# Database Fundamentals and Applications &ndash; Tutorial 5 &ndash; Part III

In this part of the tutorial, you will use this Jupyter Notebook to connect to your MySQL Server from Python. In particular, you will establish a connection to the $\texttt{world}$ database. You will use this connection to carry out several basic SQL queries, followed by using Python's pandas package, to provide some basic descriptive statistics.

## Getting started

### Connect Python to MySQL

Before Python can connect to your MySQL Server, you need to install the MySQL-Python connector. Run the code below to install this connector.

In [None]:
# install mysql connector
!pip install mysql-connector-python

Please run the cell below to load all the necessary packages. 

In [None]:
# import packages
import mysql.connector
import pandas as pd
import scipy.stats as stats
%matplotlib inline

Use the code below to establish a connection to the $\texttt{world}$ database on your local MySQL Server. **Do not forget to change the password!**

In [None]:
# connect to Yelp
connection = mysql.connector.connect(host = "localhost",
                                     user = "root",
                                     password = "...",
                                     db = "world")

**If you run into errors executing the code above, try restaring the kernel**: in the 'Kernel' menu, click 'Restart'. If this does not help, try installing the newest MySQL-Python connector from https://dev.mysql.com/downloads/connector/python/8.0.html. Do not forget to restart the kernel after installation.

### Testing the connection

In Part III of the tutorial, you will primarily use Python's Pandas package to extract, clean, and visualise the data. The code below demostrates how to execute a SQL statement using Pandas, and extract a DataFrame.

In [None]:
# select first 20 rows from the country table
data = pd.read_sql_query("SELECT * \
                          FROM country \
                          LIMIT 20",
                         connection)
# let's inspect the data
data.head()

## Questions

### Basic counts

How many rows are there in the tables country, city, and countrylanguage?

In [None]:
# count the number of rows in country
data = pd.read_sql_query("...", connection)
print("Number of rows in country = " + str(data.iloc[0,0]))
# count the number of rows in city
data = ...
print("Number of rows in city = " + str(data.iloc[0,0]))
# count the number of rows in city
...
print("Number of rows in countrylanguage = " + str(data.iloc[0,0]))

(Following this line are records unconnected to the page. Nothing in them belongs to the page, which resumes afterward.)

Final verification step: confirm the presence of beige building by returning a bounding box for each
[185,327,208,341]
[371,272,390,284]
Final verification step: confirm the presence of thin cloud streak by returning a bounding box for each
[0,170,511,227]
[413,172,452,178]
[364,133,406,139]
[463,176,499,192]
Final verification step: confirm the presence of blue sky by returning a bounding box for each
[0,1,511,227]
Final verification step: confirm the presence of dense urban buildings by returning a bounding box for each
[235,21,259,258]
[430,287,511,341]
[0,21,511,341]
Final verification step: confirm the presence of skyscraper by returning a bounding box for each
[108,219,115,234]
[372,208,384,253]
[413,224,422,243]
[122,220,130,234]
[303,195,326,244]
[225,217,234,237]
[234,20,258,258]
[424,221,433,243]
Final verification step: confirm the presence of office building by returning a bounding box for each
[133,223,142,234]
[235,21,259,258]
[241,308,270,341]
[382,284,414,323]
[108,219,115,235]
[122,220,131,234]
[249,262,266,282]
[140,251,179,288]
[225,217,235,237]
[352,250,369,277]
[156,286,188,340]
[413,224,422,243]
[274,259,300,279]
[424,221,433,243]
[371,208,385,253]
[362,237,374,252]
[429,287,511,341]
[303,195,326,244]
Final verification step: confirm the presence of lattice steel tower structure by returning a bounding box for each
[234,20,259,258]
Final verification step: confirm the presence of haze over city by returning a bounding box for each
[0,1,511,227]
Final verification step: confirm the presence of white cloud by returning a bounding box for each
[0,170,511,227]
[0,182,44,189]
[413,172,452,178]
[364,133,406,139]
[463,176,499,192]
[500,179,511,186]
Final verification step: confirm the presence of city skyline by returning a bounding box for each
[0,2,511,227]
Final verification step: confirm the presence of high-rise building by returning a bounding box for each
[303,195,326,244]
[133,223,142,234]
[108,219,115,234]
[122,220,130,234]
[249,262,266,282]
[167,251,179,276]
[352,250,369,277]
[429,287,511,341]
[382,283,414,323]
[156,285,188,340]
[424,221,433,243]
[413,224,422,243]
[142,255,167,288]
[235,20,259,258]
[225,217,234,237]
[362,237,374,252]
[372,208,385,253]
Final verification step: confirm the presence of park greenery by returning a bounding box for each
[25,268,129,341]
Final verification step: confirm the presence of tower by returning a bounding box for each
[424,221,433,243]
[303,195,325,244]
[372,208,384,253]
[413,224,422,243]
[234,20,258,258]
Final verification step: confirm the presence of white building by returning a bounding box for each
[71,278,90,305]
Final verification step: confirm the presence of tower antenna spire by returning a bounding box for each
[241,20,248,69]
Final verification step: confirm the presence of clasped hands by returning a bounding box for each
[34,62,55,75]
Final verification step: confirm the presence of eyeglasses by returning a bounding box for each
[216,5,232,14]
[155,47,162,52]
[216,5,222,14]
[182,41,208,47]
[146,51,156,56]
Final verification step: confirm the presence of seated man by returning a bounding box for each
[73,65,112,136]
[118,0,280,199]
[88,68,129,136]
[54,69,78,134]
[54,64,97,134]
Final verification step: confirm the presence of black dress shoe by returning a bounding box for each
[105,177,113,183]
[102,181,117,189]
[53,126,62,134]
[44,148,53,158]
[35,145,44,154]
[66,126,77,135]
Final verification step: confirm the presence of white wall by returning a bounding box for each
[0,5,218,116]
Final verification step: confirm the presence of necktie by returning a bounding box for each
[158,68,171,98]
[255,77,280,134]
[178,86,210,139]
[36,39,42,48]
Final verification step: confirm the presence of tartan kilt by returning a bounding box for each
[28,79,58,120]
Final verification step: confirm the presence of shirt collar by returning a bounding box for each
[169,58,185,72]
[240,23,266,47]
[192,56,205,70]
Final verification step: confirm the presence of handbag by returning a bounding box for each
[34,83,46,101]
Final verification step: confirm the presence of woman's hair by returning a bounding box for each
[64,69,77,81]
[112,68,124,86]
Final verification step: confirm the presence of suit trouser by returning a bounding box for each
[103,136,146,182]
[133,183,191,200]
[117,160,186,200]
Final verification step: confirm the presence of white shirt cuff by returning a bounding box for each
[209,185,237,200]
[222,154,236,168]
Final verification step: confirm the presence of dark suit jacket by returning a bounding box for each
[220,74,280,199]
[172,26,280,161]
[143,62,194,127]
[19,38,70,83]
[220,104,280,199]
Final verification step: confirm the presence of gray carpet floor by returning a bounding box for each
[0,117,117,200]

### Number of cities per country

Find all countries that have at least 50 cities in the city tables. For those countries, report the name of the country as countryName, and report the number of cities in that country as numCities. Create a horizontal bar plot showing the number of cities per country in the result of your query.

In [None]:
data = pd.read_sql_query("...",
                         connection)
# create horizontal bar plot
data.plot.barh(x='...', y='...')

### City names that appear in more than one country

Write and execute a query showing all city names that appear in more than two countries. Also report in how many distinct countries that city name appears. Return the name as cityName and the count as numCountries.

In [None]:
data = pd.read_sql_query("...",
                         connection)
# let's see the result
print(data)

### Number of languages per country

For each country, find out how many languages are spoken in that country according to the countrylanguage table. For each country, return countryName as well as the count of the number of languages. Call this count numLanguages.

In [None]:
data = pd.read_sql_query("...",
                         connection)
# print the first few rows
data.head()

Now, plot a histogram of numLanguages, and perform a Jarque-Bera test on the normality of numLanguages. What do you conclude? Is the number of languages per country normally distributed?

In [None]:
# plot the histogram of the number of languages per country
data.plot.hist(y='...')
# perform a Jarque-Bera test of normality (null hypothesis)
stats.jarque_bera(...)

#### Conclusion:
*Your conclusions go here.*

### Number of official and unofficial languages per country

For each country, again return countryName and numLanguages. But now, in addition, return the number of languages that are official (name this field numLangOff) as well as the number of languages that are not official (name this field numLangUnoff).

In [None]:
data = pd.read_sql_query("SELECT country.name AS countryName, \
                          COUNT(*) AS numLanguages, \
                          CAST( \
                              SUM( \
                                  CASE \
                                      WHEN isOfficial = 'T' THEN 1 \
                                      ELSE 0 \
                                  END \
                              ) AS SIGNED \
                          ) AS numLangOff, \
                          CAST( \
                              ... \
                              ) AS SIGNED \
                          ) AS numLangUnoff \
                          FROM ..., ... \
                          WHERE ....code = ....CountryCode \
                          GROUP BY ....name",
                         connection)
# print the first few rows
data.head()

Create scatter plots of (1) numLangOff versus numLangUnoff, (2) numLangOff versus numLanguages , and (3) numLangUnoff versus numLanguages. In addition, compute the correlation matrix of data using DataFrame's $\texttt{corr()}$ method.

In [None]:
# create scatter plot of numLangOff versus numLangUnoff
data.plot.scatter(x='...',y='...')
# create scatter plot of numLangOff versus numLanguages
data.plot.scatter(x='...',y='...')
# create scatter plot of numLangUnoff versus numLanguages
data.plot.scatter(x='...',y='...')
# compute the correlation matrix of the numbers of languages
data....()

What do you conclude? Which variables are most strongly correlated? What's the interpretation of this strong correlation? And what would the *R*<sup>2</sup> be if you would regress numLanguages on numLangOff and numLangUnoff jointly?

#### Conclusion:
*Your conclusions go here.*